I am still confused on Load Resistance and Source Resistance to fill in Calculator. Can you show another screen shoot of Quoted values here and explain simply between Load Resistance and Source Resistance please!

And what is the purpose of assuming of 5-5j impedance on calculator?

 

[ccurtis]

I am still confused on Load Resistance and Source Resistance to fill in Calculator. Can you show another screen shoot of Quoted values here and explain simply between Load Resistance and Source Resistance please!

And what is the purpose of assuming of 5-5j impedance on calculator?

I had to assume something for the input impedance (load impedance), so I chose something typical. The actual value would have to be measured or obtained from the datasheet (if given there). Here is the screenshot. The value for the inductor is different from what I originally posted. Maybe I made a typo.

 

[Willen]

You mean you have corrected now (Original post has 75nH, 37 pf for 200mw between first and 2nd stage) Now it's 59nH and 37 pf.

Your 5-5j assume impedance is Load Resistance= 5 on calculator?

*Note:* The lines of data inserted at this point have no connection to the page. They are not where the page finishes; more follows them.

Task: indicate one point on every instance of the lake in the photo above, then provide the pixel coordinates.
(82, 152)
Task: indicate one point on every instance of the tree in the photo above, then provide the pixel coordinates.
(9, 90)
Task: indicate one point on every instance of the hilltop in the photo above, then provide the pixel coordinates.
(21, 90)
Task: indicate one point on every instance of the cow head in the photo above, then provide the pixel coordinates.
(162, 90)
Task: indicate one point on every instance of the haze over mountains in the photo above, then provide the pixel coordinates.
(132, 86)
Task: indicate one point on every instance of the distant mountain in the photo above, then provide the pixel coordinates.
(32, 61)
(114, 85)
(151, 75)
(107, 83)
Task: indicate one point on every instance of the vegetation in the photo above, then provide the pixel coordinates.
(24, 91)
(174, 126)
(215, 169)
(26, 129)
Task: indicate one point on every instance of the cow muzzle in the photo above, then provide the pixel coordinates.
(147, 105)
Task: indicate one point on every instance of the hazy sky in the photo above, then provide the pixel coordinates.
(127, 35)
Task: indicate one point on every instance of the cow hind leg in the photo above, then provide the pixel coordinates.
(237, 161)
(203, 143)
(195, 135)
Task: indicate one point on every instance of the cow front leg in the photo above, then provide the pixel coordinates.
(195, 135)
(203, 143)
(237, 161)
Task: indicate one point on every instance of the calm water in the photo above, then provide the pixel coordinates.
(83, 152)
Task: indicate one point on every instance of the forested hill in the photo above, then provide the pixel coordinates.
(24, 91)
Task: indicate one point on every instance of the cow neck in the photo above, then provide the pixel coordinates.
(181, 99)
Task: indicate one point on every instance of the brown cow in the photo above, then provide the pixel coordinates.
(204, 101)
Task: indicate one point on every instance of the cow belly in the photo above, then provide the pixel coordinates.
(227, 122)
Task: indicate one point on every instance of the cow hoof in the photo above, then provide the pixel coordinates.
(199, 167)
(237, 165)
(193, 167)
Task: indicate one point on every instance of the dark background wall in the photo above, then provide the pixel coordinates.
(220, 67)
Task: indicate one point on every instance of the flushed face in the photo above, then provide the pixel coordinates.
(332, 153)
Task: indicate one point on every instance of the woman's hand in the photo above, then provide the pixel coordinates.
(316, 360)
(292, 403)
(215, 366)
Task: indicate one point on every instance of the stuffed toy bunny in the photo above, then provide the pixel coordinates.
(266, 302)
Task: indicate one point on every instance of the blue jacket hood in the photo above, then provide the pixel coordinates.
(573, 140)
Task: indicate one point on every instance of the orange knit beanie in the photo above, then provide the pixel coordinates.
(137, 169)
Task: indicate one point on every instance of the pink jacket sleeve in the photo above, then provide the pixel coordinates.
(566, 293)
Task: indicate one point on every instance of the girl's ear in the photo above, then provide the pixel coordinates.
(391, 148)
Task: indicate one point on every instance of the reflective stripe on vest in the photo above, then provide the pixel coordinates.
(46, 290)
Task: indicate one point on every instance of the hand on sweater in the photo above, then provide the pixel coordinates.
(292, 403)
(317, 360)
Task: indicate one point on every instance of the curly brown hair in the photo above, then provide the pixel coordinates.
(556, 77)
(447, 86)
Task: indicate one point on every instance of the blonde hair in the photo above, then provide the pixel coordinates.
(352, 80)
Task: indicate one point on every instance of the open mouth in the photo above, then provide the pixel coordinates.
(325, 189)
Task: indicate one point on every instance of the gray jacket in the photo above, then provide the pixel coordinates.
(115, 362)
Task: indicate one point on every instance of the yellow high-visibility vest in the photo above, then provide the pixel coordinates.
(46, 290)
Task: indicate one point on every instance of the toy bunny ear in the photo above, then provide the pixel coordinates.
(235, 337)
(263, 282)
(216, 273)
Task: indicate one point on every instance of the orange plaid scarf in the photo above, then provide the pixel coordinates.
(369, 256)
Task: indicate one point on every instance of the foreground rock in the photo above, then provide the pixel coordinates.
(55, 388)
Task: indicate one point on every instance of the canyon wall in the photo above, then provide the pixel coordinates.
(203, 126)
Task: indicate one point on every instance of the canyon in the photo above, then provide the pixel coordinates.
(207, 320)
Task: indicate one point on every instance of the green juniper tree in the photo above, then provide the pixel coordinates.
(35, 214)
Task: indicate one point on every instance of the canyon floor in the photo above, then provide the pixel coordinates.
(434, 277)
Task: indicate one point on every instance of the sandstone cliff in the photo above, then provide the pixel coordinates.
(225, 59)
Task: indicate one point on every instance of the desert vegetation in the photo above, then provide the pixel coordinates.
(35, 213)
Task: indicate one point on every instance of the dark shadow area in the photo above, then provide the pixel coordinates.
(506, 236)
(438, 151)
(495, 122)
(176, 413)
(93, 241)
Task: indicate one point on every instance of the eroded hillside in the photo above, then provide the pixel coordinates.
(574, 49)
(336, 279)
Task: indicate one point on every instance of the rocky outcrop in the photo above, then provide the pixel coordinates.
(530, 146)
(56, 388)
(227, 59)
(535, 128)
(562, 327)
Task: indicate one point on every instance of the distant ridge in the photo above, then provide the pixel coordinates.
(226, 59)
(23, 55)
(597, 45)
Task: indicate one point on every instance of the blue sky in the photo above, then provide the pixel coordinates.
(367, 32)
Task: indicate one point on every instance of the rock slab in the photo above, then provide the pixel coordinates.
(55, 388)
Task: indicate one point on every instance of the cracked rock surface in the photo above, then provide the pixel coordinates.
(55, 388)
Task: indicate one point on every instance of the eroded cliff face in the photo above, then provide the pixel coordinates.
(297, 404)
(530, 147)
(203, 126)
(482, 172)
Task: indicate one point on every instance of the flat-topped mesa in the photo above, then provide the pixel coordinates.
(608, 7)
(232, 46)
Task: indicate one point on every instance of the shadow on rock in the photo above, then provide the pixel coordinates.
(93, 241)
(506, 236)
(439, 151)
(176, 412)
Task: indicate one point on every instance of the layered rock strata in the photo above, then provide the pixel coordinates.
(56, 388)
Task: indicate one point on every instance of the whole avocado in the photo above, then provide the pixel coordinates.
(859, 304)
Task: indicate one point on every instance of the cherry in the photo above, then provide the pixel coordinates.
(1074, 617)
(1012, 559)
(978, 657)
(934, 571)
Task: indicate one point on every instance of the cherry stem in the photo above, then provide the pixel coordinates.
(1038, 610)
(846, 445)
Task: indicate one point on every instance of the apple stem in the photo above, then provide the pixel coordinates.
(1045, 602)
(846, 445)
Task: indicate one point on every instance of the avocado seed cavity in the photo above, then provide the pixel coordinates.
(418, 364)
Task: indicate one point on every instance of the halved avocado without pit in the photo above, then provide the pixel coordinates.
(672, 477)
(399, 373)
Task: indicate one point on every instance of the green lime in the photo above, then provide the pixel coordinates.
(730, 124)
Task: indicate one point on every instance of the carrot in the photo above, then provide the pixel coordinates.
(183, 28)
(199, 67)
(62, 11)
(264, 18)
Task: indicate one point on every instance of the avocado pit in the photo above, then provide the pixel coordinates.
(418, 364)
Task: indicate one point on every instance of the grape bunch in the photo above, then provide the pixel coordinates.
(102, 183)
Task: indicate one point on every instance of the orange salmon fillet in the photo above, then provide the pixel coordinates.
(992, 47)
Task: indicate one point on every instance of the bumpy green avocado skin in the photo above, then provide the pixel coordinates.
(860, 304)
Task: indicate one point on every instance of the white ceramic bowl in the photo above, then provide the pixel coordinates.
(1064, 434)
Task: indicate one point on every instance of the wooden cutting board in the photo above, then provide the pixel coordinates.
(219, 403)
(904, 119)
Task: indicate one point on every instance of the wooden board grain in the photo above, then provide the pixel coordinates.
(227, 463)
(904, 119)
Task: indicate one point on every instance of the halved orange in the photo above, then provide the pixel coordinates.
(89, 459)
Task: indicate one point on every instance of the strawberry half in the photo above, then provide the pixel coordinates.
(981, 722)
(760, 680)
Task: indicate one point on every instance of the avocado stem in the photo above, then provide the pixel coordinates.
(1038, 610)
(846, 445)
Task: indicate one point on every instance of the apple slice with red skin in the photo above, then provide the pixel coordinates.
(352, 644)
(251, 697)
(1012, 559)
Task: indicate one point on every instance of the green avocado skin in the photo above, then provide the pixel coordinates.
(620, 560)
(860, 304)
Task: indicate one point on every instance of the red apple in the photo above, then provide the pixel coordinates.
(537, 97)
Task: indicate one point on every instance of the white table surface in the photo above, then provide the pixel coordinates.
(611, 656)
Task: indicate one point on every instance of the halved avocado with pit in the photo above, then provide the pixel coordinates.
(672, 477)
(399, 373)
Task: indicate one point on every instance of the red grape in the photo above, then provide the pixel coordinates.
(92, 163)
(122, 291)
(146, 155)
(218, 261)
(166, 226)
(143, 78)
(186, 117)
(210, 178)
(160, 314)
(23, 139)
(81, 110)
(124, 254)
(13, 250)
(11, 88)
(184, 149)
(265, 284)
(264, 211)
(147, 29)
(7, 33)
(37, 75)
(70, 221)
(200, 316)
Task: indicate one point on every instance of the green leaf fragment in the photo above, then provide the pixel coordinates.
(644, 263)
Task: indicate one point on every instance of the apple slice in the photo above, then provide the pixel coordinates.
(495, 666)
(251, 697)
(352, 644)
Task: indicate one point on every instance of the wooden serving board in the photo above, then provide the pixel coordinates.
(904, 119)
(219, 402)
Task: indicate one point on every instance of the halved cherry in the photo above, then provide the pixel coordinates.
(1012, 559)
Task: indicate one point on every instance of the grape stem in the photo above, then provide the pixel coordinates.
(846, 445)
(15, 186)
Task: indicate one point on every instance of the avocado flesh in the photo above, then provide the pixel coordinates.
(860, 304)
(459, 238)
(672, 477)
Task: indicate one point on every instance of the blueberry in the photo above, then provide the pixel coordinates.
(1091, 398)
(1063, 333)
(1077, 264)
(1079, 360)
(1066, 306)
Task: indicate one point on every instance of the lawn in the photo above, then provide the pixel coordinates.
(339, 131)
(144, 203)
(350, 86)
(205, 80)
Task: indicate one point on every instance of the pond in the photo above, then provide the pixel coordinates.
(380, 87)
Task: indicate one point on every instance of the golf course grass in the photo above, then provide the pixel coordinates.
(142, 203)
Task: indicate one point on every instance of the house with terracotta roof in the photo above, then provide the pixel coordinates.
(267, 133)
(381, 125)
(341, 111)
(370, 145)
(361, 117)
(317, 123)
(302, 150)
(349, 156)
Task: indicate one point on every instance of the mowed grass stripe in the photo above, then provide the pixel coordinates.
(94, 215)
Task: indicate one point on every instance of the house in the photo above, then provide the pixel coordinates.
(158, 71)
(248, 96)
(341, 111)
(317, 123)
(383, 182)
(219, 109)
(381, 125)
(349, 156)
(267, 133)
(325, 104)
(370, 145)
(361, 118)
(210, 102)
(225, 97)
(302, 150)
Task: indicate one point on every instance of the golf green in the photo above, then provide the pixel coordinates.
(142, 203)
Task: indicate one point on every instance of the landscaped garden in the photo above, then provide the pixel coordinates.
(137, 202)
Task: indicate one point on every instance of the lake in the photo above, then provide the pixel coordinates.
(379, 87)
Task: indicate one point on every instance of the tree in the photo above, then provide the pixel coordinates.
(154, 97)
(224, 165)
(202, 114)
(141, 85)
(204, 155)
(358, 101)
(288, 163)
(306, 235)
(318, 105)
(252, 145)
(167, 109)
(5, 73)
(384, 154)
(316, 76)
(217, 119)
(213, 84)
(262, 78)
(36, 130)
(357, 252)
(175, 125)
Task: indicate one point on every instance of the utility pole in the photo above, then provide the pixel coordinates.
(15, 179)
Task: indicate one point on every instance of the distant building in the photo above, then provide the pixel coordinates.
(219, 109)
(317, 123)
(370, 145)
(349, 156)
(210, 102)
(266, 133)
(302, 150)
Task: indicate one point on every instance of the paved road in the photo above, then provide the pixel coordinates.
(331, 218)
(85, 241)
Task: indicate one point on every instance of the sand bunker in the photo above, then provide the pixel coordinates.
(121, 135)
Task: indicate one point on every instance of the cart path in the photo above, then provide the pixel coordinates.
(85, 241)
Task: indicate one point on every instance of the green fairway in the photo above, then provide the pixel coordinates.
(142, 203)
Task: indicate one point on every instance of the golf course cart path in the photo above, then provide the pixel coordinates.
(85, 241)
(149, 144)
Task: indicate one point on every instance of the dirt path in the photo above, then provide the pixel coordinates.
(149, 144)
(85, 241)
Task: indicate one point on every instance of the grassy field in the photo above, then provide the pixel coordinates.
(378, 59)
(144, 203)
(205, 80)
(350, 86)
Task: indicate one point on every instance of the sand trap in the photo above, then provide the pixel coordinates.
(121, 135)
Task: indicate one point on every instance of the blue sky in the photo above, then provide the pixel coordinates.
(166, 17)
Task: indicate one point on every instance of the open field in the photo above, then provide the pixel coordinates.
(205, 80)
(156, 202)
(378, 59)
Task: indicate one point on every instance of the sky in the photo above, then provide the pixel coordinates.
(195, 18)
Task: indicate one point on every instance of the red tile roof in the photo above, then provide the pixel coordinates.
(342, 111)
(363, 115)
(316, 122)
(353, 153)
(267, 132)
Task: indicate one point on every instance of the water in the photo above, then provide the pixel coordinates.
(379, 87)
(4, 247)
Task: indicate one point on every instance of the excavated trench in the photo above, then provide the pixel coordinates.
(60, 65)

If this network has 360 ohms impedance as source (output), then this 360 ohms will be as an input impedance for 2nd network but why not? (because collector of Class C has no change of impedance i think).

 

[ccurtis]

You mean you have corrected now (Original post has 75nH, 37 pf for 200mw between first and 2nd stage) Now it's 59nH and 37 pf.

Your 5-5j assume impedance is Load Resistance= 5 on calculator?

If this network has 360 ohms impedance as source (output), then this 360 ohms will be as an input impedance for 2nd network but why not? (because collector of Class C has no change of impedance i think).

The +5 for the source reactance should be -5, so the inductor value I originally posted is correct afterall.

The collector of the first stage will see a 360 ohm load with the matching network connected and a 5-5j ohms load on the matching network from the next stage transistor. In other words, the matching network transforms the 5-j5 input impedance to 360 ohms for use by the collector of the first stage.

 

[Willen]

OK then I attached final schematics to review from you to be insure that all values are correct. Check once please! I think it works fine

(also, look at C8 and L10, it is opposite network- inductor first than capacitor. Should I have to put capacitor first?)